There are many great memory ideas for those students struggling to make the grade as Carolyn O'Grady reports
For some months before their GCSEs many students at Valley Park Secondary School in Maidstone were performing an odd ritual. On their way to school they would attach items of information to situations or objects they met. The journey became a colourful and often hilarious adventure.
It was an adventure with a purpose. The aim was to learn strings of information. To internalise, for example, the seven things characteristic of all living creatures they might first imagine meeting a friend wearing a pair of flippers (humour is important here) to remind them that all living things move; then at the corner shop they might be served by Billy Bunter to trigger the thought that living things eat etc. When they needed to collect an item from their minds, they repeated the tour and found it.
"It sounds silly, but it really worked," says student Kiri Patey, now aged 17, still surprised that the bits of information on the circulatory system which she had attached to objects in her house including her cat and the bin, had still been there at exam time. This simple memory technique had come to Kiri courtesy of Tom Barwood, director of LikeMinds, a company which organises workshops focusing, says Barwood, "on enabling children to fulfil their potential."
The workshops were commissioned by Valley Park for their "Achievement Group", DC borderline students who were identified in Year 11 as being able to achieve five or more A*-C grades. They are one of the school's large repertoire of revision ideas the majority of which are aimed at the borderline group.

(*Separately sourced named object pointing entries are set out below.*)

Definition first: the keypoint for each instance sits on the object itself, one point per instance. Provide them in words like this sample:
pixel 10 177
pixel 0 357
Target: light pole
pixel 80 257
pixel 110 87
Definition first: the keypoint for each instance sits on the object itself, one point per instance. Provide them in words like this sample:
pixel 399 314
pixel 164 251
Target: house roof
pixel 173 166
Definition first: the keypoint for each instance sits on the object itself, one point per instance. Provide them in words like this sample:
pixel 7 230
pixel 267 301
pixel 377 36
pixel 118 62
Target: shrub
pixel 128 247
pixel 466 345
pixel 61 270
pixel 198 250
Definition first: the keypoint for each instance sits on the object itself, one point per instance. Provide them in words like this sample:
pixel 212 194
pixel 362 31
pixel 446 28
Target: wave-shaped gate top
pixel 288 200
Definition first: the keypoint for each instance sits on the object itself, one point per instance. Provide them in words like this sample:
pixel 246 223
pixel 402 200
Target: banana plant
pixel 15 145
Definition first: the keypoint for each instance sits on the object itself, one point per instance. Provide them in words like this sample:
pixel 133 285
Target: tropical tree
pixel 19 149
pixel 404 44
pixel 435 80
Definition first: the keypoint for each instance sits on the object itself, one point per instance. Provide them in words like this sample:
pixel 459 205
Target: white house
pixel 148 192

Other ideas include one-to-one mentoring, a programme of after school sessions on revision and the use of the SamLearning revision website. This has now been made available to the whole year group, and though costly, was very successful with borderline students when used last year. The one day or two half-day workshops focused a lot on motivation. "Where do you want to go in life?" asks Tom Barwood, emphasising the idea of revision as a stepping stone to a goal. "You're prepared to wait at the airport for hours for a holiday you've just read about in a brochure," he says. "When you're revising focus on the holiday -your goals - not on the hard work or check-in."
He then moved on to how to listen; different learning styles; Mind Map and memory techniques, including mnemonics. Finally they took a look at structuring revision and the obvious, but necessary workreward model - ie schedule in that hour of telly or that cup of tea after an hour of revision, not the other way round. The school decided to use an outside speaker because Tom was recommended. "But we also feel that borderline students need something that is delivered in a fun way. If it was too bookish it would turn them off," says Pam Johnson, advanced skills teacher in history.
Do other students feel left out? No, says Year 11 manager, Cathy Logan:
"The others recognise that they need a different form of support," and they participated in other revision exercises, including whole year in-house revision days delivered by the teachers and a visit by the theatre in education group, Cragrats.
Of the workshop Kiri Patey, who admits that she is very nervous of exams, says: "It gave me a feeling that I can do this - I got an immediate sense of achievement and felt more confident and determined."
"He offered so many ways of revising different things," says John Pryer, now aged 16. "Some I felt would work for me some not. Overall, I felt that the workshop and parental support were the things that made a massive difference to my results". His favourite revision idea involved reminders all over the house. Every morning he would wake up to six notes - this time real ones - in his bedroom. In every room of the house there were another set of notes. Both agreed that the novelty value inherent in having a day off, regular timetable and an outside speaker also contributed a lot to the success of the sessions.
"You could probably get most of what was presented at the workshop out of a book, what makes a huge difference is the personality of the speaker," says Cathy Logan. Grades for the achievement group have certainly significantly improved but the effect of the workshop is impossible to separate from that of the other initiatives.
"The main contribution of the workshop was that it raised their self-esteem", says Pam Johnson. "They felt they were in with a chance".
l LikeMinds Tel: 01234 407915; www.likemindslearning.co.uk
Cragrats Tel: 01484 686451; www.cragratseducation.com
RUN A SIMILAR WORKSHOP
*Find a good outside speaker, probably one recommended by other schools. Apart from the necessary skills and experience a fun personality appears to be an important factor.
* Think about the timing. If you are going to have two sessions schedule one prior to the mocks and the other about two to three months before GCSE.
If only one go for the latter.
* Handle sensitively the fact that the students are from a particular group whether borderline or high-achieving.
* Reinforce skills learned in the workshop, for example Valley Park have incorporated Mind Mapping and thinking skills into lessons across the curriculum.
* For some students two half days rather than one whole day means they retain concentration and take more in.
* Find out if the speaker can supply resources - as these can prove to be very useful.